13.The client has been admitted to the stress unit with the diagnosis of Acute Stress Disorder. The client tells the nurse in a matter of fact manner that her husband is paraplegic, 'but that better than total paralysis'. Which protective mechanism is the client exhibiting;
a.Suppression
b.Rationalization
c.Dental
d.Intellectualization

(the correct answer is d, the client is exhibiting Intellectualization, which is using logical explanation with out feeling or an affective component. Suppression is the voluntary exclusion from awareness of feelings, Ideas or situations that are anxiety provoking. Rationalization is an attempt to make or prove that one's feeling or behavior are justifiable. Denial is an unconscious refusal to admit a acceptable idea or behavior)

14.The client tells to the nurse,she feel she is going crazy, The nurse initially;
a.explain the effects of stress on the mind and body.
b.assures the client her feeling and behavior are typical reaction to serious trauma.
c.reassure the client that her symptoms are temporary.
d.acknowledges the unfairness of the client's situation.

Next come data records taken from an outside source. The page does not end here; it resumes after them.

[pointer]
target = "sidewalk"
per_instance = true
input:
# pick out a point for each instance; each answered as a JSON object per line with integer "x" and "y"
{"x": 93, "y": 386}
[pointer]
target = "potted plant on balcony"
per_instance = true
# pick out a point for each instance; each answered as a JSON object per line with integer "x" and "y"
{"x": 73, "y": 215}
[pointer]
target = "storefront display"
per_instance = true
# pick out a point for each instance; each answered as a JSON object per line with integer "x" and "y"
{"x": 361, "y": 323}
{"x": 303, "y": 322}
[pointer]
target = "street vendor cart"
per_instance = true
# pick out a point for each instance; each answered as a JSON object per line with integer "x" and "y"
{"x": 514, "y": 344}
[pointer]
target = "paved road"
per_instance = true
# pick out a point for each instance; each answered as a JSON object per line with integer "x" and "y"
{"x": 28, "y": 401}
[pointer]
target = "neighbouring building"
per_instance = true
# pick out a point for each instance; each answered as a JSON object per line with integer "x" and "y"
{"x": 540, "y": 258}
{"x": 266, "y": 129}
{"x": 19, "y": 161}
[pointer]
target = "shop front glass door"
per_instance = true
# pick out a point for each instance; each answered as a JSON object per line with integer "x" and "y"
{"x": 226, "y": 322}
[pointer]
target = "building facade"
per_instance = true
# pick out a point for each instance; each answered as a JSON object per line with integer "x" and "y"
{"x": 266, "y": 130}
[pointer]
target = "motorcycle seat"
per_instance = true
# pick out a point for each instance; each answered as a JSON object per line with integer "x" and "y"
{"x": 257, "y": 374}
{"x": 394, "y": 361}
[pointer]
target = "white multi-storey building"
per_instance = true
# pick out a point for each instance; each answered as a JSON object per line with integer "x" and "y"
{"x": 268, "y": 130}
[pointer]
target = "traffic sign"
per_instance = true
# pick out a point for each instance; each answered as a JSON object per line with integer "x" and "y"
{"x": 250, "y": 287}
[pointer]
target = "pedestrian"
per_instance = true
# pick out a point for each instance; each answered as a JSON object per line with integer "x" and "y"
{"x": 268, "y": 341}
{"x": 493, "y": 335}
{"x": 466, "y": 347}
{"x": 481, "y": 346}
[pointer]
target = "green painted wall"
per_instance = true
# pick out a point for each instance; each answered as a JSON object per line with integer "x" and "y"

(the correct answer is b, the nurse initially assure the client that her feeling and behavior are typical reaction to serious trauma to help decrease anxiety and maintain self-esteem. Explaining the effect of stress on the body may be helpful later. Telling the client that her symptoms are temporary is less helpful. Acknowledging the unfairness of the client situation does nothing to address, the client's needs at this time).

15.On discharge, the client is referred to the out patient clinic for follow-up. Which of the following hospital learned abilities is probably most important for the continued alleviation of anxiety symptoms ?, The client:
a.recognize when she is feeling anxious.
b.understand the reason for her anxiety .
c.can use methods to reduce anxiety.
d.can describe the situations preceding her feeling of anxiety.

(the correct answer is c, The client with anxiety may be able to learn to recognize when she is feeling anxious,understand the reason for her anxiety and be able to describe situation that preceded her feelings of anxiety . How ever,she is likely continue to experience symptoms unless she also learned to use her behaviors to reduce anxiety).